Il soggetto colpito dalla misura interdittiva, che pure potrebbe astrattamente essere titolare dei diritti riconosciutigli dalla sentenza passata in giudicato, risulta tuttavia essere, per ragioni diverse ed esterne, incapace ad assumere o a mantenere (per il tempo di durata degli effetti dell’interdittiva) la titolarità non già dei soli diritti accertati con la sentenza, ma, più in generale, di tutte le posizioni giuridiche comunque riconducibili all’ambito delineato dall’art. 67 del Codice delle leggi antimafia.
In conclusione, l’Adunanza Plenaria ha enunciato i seguenti
principi di diritto:
a) “il provvedimento di cd. “interdittiva antimafia” determina una
particolare forma di incapacità ex lege, parziale (in quanto
limitata a specifici rapporti giuridici con la Pubblica
Amministrazione) e tendenzialmente temporanea, con la conseguenza
che al soggetto – persona fisica o giuridica – è precluso avere con
la pubblica amministrazione rapporti riconducibili a quanto
disposto dall’art. 67 d. lgs. 6 settembre 2011 n. 159”.

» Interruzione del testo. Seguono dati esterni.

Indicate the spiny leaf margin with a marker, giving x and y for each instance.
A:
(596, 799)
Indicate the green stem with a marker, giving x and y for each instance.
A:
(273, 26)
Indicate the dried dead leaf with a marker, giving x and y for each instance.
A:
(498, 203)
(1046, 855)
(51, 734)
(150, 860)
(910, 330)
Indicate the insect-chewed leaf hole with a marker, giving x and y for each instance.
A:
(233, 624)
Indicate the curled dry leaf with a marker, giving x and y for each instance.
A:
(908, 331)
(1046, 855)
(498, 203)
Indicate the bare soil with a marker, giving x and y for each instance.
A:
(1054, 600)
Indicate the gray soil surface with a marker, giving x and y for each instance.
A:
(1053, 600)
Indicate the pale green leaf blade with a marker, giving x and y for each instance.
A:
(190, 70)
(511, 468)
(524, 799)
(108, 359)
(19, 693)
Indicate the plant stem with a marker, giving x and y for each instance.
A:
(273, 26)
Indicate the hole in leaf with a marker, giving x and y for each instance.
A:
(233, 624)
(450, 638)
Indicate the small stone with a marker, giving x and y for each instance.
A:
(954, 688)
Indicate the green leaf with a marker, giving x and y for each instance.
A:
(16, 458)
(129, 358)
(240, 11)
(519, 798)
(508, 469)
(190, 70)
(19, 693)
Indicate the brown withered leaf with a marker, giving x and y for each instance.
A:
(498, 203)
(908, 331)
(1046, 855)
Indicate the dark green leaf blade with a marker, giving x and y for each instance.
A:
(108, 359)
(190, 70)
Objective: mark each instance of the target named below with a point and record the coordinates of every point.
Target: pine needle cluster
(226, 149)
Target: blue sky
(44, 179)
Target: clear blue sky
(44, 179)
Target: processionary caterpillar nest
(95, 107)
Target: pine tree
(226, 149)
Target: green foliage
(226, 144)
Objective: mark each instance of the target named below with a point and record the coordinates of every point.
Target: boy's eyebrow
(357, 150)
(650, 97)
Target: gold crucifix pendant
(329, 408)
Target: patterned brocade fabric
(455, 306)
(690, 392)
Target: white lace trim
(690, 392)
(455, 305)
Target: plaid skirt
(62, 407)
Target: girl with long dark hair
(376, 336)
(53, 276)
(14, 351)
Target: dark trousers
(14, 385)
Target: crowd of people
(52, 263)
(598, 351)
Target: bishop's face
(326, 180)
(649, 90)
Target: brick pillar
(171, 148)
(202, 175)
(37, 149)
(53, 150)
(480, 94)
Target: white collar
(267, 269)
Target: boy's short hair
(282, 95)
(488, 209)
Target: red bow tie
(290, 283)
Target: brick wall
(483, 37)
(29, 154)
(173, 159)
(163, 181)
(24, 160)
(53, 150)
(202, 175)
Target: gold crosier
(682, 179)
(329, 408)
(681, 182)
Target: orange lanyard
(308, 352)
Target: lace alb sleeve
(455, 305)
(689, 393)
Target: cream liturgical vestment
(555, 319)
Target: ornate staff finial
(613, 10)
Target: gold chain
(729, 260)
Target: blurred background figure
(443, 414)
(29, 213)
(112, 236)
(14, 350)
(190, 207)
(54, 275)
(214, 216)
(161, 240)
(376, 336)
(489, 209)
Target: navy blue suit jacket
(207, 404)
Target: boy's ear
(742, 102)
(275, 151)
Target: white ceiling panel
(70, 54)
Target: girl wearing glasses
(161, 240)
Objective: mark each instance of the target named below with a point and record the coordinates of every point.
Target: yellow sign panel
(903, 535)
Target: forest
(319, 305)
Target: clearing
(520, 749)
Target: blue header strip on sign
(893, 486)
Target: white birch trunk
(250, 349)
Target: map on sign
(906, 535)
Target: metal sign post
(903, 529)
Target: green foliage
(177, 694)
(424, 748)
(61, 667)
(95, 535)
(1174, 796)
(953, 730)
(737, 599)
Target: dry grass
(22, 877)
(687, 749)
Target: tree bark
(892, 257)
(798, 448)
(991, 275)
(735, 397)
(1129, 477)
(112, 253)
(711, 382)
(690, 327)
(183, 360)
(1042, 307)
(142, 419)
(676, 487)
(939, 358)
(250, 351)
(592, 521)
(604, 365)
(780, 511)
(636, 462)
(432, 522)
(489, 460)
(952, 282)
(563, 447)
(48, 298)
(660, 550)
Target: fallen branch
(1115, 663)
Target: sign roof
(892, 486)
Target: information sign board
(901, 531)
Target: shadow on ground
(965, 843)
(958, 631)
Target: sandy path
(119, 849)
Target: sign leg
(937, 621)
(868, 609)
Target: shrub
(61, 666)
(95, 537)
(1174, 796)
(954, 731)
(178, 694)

b) l’art. 67, co. 1, lett. g) del d. lgs. 6 settembre 2011 n. 159,
nella parte in cui prevede il divieto di ottenere, da parte del
soggetto colpito dall’interdittiva antimafia, “contributi,
finanziamenti e mutui agevolati ed altre erogazioni dello stesso
tipo, comunque denominate, concessi o erogati da parte dello Stato,
di altri enti pubblici o delle Comunità Europee, per lo svolgimento
di attività imprenditoriali”, ricomprende anche l’impossibilità di
percepire somme dovute a titolo di risarcimento del danno patito in
connessione all’attività di impresa”.
E, alla luce di questi, ha dichiarato inammissibile il ricorso proposto.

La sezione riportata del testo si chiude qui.